No deaths were attributed to Delta as of early Saturday, but a hurricane’s wake can be treacherous. Only seven of the deaths attributed to Laura came the day that hurricane struck. A leading cause of the others was carbon monoxide poisoning from generators used in places without electricity. Others died in accidents while cleaning up.

Delta has swirled over a wide swath of the U.S., with tropical storm force winds reaching 160 miles (260 kilometres) outward. Dangerous gusts were reported at LSU’s Tiger Stadium and at the Adams County airport in Natchez, Mississippi. Winds blew down the steeple at the Mount Triumph Baptist Church in Jennings, Louisiana.

In Galveston, Texas, about 100 miles (160 kilometres) from where the centre made landfall, winds toppled trees, street signs and two homes under construction, and with dunes flattened by earlier storms, the surge reached beneath raised houses. Large swells and rip currents prompted beach closures as far west as the mouth of the Rio Grande.
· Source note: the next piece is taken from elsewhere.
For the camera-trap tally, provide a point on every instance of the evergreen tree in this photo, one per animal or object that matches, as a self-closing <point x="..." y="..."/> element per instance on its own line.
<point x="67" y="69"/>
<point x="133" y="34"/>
Delta also downed trees across Mississippi, including one that landed on a Jackson-based WLBT-TV vehicle with a news crew inside. No one was injured.

At 7 a.m. local time, it was centred about 45 miles (70 kilometres) east of Monroe, Louisiana. Forecasters said Delta’s remnants would move into the Tennessee Valley Saturday and into Sunday, possibly spinning off tornadoes and dumping up to 3 inches of rain that could cause flash flooding in the southern Appalachians.

Delta, the 25th named storm of an unprecedented Atlantic hurricane season, made the record books when it struck the Gulf Coast. It was the first Greek-alphabet-named hurricane to hit the continental U.S. And it became the 10th named storm to hit the mainland U.S. this year, breaking a century-old record set in 1916, according to Colorado State University researcher Phil Klotzbach.

Delta was the fourth named storm to strike Louisiana in 2020. Tropical Storm Marco fizzled as it hit the southeast Louisiana tip just three days before Laura struck. And Tropical Storm Cristobal caused damage in southeast Louisiana in June.

Some who rode out Laura hunkered down again with Delta. Jeanne-Marie Gove could hear debris hitting her door in Lafayette as her patio gate banged open and shut. She said the roof from a trailer at the mobile home park behind her apartment was torn off and tossed down the sidewalk.

“The wind gusts are making the glass from our windows bow inward,” Gove tweeted. “It’s pretty scary.”

Hunter said he thought more people evacuated for Delta than Laura, reducing emergency calls during the worst of the storm. Across the disaster area, people could only wait for the waters to recede before getting a full view of the damage.

“I believe that Delta could actually be more of a flooding issue than Laura was from what I’m seeing and what I’m hearing right now in the thick of it,” the mayor said Friday night.

“We really just need people not to forget about us,” Hunter said. “We are going to be in the recovery mode for months and probably years from these two hurricanes. It’s just unprecedented and historic what has happened to us.”